What is the National Gallery afraid of?  Is it not strong enough to withstand criticism as the Metropolitan Museum did regarding their Balthus. It goes beyond censoring images to suppressing the body of work of an artist on the basis of accusations about his behavior.  Does our National Gallery now bow to the politics of the day like the rest of Washington D.C.?

Sunday, February 4, 2018

The US-Mexico Border: Place, Imagination, and Possibility

The exhibition, “The US-Mexico Border: Place, Imagination, and Possibility” opened at the Craft and Folk Art Museum in Los Angeles and is currently split between 516 Arts, a gallery in downtown Albuquerque, and the Albuquerque Museum.

It was conceived long before the current U.S. administration made an extreme effort to kill the goose that laid the golden egg.  Our relationship with Mexico is at an all time low because of the lack of understanding of the mutual good that our countries can do for each other.  This is not to say there are no natural tensions between neighboring countries as there are between husband and wife!

Lowery Stokes Sims a very old friend from New York, and her colleague Ana Elena Mallet, a Mexico City based independent curator, were co-curators on this exhibition. We heard them speak about it at the Albuquerque Art Museum last week.  Lowery went to great lengths to explain that this show was not directed at the border or the issues there at the moment, but rather the artistic production of artists who live in close proximity to it as well as artists who cross it regularly.

The press release from 516 Arts puts it this way, “The contemporary artists in this exhibition explore the border as a physical reality (place) as a subject (imagination) and as a site for production and forward thinking solutions (possibility).

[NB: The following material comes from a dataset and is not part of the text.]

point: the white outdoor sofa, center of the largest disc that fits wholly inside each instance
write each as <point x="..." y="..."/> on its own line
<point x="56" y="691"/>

At the lecture we heard the story of Daisy Quezda, who grew up in Southern California, a block from the border.  In the evenings her mother would hang clean clothes on their laundry line for immigrants to take, leaving their torn and dirty garments to appear there the following morning. That childhood experience is symbolized by the dirty shirt cast in ceramic hanging on a rod above dirt collected at the border by the artist.

Elizabeth Rustrian Ortega is a Mexican artist who sees the border in an interesting way in her jewelry.  In 2013 she created  the “Cruce de Armas” necklace made in silver, gold plated silver and  barbed wire with a figure of the Christ child sitting on the barrel of a rifle with more rifles on  both sides.  This is a piece I would not advise wearing but rather keep it in a showcase!  (image of barbed wire necklaceChiricahua Apache artist, Bob Haozous has a unique way of seeing the border and his 1991 sculpture is shown outside  the museum entrance. The front is painted in bright colors with O’Keefe clouds in a sunny sky above the mountains of New Mexico but it is edged with posts bristling with barbed wire. On the back is a somber view in rusted steel. A door with the words “Border Crossing” is secured with two locks, on one side of the door is an airplane, and the other andarmed guard waiting for those who cross over by foot.

In works titled “The Space in Between” fitting commentary is also provided by Margarita Cabrera who has created cacti as a symbol of the land that surrounds the border, sewn out of the border patrols uniforms.

A project called “Repellent Fence” was created in 2015 by Postcommodity, a collective composed of indigenous artists who lived in Arizona and New Mexico. They created 26 scare-eye balloons that were enlarged replicas of a product marketed to repel birds from, for instance, orchards where you don’t want them eating the fruit.  “Repellent Fence” required a great deal of cooperation between Mexico and the U.S. as it consisted of a 2-mile line of balloons with their large eyes floating over the border fence built by the U.S. In the museum a video of the project is shown with one of the actual large balloons looming above you.  For more details on the project go HERE.

The show loses some of its continuity by being in two venues but it is well installed in both.  If you can I would suggest starting at 516 Arts and then going onto the museum but that is not a must.  There will also be other events related to the show around Albuquerque.  It will be on until mid April.